Beyond full-spectrum, broad-spectrum, and isolate claims, you may see a few other claims. Here again, without third-party testing, it may not be possible to know how reputable the claims are.
- Organic. Regulations from the U.S. Department of Agriculture (USDA) don’t regulate what type of products can be made from organic hemp. That means any organic claims aren’t verified by any agency. The organic label on a CBD product doesn’t necessarily guarantee the product is organically grown or sourced.
- USA-grown. Like organic, this claim isn’t regulated. Any claims may be difficult to verify.
- CO2 extraction. Carbon dioxide (CO2) extraction is one way manufacturers can pull the chemicals from the cannabis plant. This type of extraction is commonly used for ingredients like coffee and flowers for perfume, too.
- Vegan. Animal products are rarely used in CBD products, but a vegan label will let you know the carrier oils and additives don’t contain animal products.
What’s the recommended dosage?
Companies will list recommended dosages on their bottles or jars. This helps you know what they believe is the right level for beginners. If it doesn’t contain dosage information, start at the lowest level. You can always increase it over time.
CBD products are sold online, directly from retailers. But always carefully inspect the product information because some websites don’t sell genuine CBD products. Instead, they may be offering a hemp product that doesn’t contain CBD.
Amazon, for example, doesn’t allow CBD sales on their site. If you search CBD on Amazon, you’ll see a variety of hempseed products instead.
If you’re in a state that allows cannabis dispensaries, you can visit a local shop. Even in states where marijuana isn’t sold, CBD products can be sold this way. Employees at these dispensaries can help answer questions and sort products.

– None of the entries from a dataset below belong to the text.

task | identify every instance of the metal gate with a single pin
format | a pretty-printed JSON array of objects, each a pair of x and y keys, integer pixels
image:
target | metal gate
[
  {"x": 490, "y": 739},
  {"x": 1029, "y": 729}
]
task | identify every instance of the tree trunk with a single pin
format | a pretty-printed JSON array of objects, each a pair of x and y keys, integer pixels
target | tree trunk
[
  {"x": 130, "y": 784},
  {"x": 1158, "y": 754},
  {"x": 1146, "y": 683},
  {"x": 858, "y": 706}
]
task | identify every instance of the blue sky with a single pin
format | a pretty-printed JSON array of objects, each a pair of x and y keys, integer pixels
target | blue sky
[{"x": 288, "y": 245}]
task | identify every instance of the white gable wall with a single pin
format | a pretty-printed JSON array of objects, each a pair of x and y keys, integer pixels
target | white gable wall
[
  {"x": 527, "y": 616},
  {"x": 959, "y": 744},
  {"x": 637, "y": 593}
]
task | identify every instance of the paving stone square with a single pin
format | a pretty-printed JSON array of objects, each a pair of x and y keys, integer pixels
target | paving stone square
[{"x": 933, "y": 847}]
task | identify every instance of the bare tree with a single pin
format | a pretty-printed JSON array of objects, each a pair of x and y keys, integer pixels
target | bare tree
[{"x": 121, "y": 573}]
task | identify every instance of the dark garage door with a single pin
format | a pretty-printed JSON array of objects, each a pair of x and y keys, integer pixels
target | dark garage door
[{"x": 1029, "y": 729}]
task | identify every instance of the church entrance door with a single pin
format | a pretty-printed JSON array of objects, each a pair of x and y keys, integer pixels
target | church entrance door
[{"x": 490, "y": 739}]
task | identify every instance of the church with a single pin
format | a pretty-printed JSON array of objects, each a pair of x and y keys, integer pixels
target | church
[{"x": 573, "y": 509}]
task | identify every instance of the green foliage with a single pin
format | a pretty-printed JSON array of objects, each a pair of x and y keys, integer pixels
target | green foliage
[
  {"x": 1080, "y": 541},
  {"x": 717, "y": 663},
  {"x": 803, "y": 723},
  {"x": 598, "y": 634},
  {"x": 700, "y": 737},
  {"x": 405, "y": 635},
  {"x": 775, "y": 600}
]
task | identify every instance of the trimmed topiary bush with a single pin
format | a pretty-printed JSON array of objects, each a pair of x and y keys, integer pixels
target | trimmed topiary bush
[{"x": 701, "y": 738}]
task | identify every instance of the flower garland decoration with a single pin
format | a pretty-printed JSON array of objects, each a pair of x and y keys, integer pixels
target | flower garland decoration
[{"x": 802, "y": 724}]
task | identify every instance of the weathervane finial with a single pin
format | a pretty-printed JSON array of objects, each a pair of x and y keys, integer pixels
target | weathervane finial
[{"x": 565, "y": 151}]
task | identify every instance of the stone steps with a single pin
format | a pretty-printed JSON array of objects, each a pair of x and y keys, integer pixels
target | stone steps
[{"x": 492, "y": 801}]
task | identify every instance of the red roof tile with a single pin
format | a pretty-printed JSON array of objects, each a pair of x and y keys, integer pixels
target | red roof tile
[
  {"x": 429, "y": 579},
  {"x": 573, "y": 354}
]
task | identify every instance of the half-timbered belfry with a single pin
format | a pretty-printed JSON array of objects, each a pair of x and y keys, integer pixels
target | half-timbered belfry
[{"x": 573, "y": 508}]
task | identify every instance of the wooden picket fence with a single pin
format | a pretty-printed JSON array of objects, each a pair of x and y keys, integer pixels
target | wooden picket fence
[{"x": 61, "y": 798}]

You can also ask your physician for recommendations of local providers and internet options.
CBD is in its infancy for use, but it’s growing rapidly as a popular alternative to many drugs and medications. For older adults, it may be especially beneficial at relieving pain and discomfort caused by arthritis. It may also have some protective benefits for the heart and brain.
You just need to do a few steps of research to make sure the product you’re paying for is worth your money. A lot of false claims and bad products are on the market.
If you’re interested in trying CBD, talk with your doctor, or find a CBD-friendly clinician who can advise you on the proper options for your lifestyle. If it works, then you have a low-risk way to help alleviate some common aging issues.
Is CBD Legal? Hemp-derived CBD products (with less than 0.3 percent THC) are legal on the federal level, but are still illegal under some state laws. Marijuana-derived CBD products are illegal on the federal level, but are legal under some state laws. Check your state’s laws and those of anywhere you travel. Keep in mind that nonprescription CBD products are not FDA-approved, and may be inaccurately labeled.